Publié le 26 août 2011 par bahiaflaneur

Newton Sobral est journaliste. Il a travaillé, depuis le début des années soixante, dans tous les quotidiens de Bahia: Tribuna da Bahia, Jornal da Bahia et A Tarde. Il est également professeur et poète. Avant le coup d’état militaire, en 1964, il était vice-président de l’União Brasileira dos Estudantes Secundaristas (UBES). Il fut également assistant de  l’architecte Lina Bo Bardi, qui fonda le Museu de Arte Moderna da Bahia. C’est un homme de gauche, indigné par les agissements et l’ère du Partido dos Trabalhadores (PT) au pouvoir.
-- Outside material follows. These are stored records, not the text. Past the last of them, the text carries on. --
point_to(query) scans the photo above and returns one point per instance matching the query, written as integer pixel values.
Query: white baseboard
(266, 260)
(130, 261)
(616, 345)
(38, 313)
Cette chronique, traduite par BF, a été publiée en page 3 du quotidien A Tarde, le jeudi 25 août 2011.

La manifestation pour comémorer les douze ans - depuis la date exacte de la publication de l’appel d’offres - de “l’inexistence” du mini métro de Salvador, réunie, le 11 août 2011, avec ses infimes deux cents manifestants dans l’Avenida Bonocô, vient à la rencontre de la critique du journaliste Juan Arias, correspondant du journal espagnol El País, quand, dans un récent article, il demanda: où sont les indignés du Brésil qui n’occupent pas les places pour protester contre la corruption et le manque d’étique des hommes politiques ? Regardez bien : seulement après douze longues années, par l’initiative de l’étudiant Cicero Cotrim, seize ans, qui utilisa le réseau virtuel Facebook pour régimenter les manifestants, quelqu’un descendit dans la rue externer le sentiment de honte des bahianais pour ce métro short.
Avec sa remarque, Arias accuse, sans le savoir, le processus d’accomodation au gouvernement du Partido dos Trabalhadores (PT) d’institution comme l’União National dos Estudantes (UNE), le Movimento dos Sem Terra (MST) et les centrales syndicales qui, dans un passé pas si lointain, étaient l’avant-garde des luttes revendicatrices, les emmenant sur les places publiques. Et comme n’existent pas de mouvements populaires sans leaders, avec la reddition de ces représentants, manque quelqu’un pour ouvrir les yeux du peuple.
L’UNE, par exemple, venue de mémorables campagnes politiques, comme lors de la lutte pour la redémocratisation du pays après la dictature militaire, s’est pratiquement vendue, aujourd’hui, au lula-petismo pour presque cinquante millions de reais pour construire un siège nouveau. Le MST, financé par le gouvernement, et les syndicats, bénéficiés par un veto de Lula, les exemptant de rendre des comptes au TCU* des gigantesques fonds issus de l’impôt syndical, suivent le même chemin.
Le PT a coopté l’avant-garde des masses dans tout le Brésil. Pire encore: il les a mises à son service dans des situations dégradantes, à l’exemple de l’UNE quand elle défend la corruption, se joignant à la thèse selon laquelle le scandale du “mensalão” n’était rien de plus qu’un “coup d’état des médias”.
Le mouvement étudiant à Bahia, assez combatif dans le passé, suit l’exemple et n’est plus le même. Nous allons tout faire pour que l’initiative de Cicero Cotrim fasse renaître les brios d’une classe dont l’action indépendante a beaucoup contribué pour que le Brésil puisse arriver au niveau d’une démocratie en développement.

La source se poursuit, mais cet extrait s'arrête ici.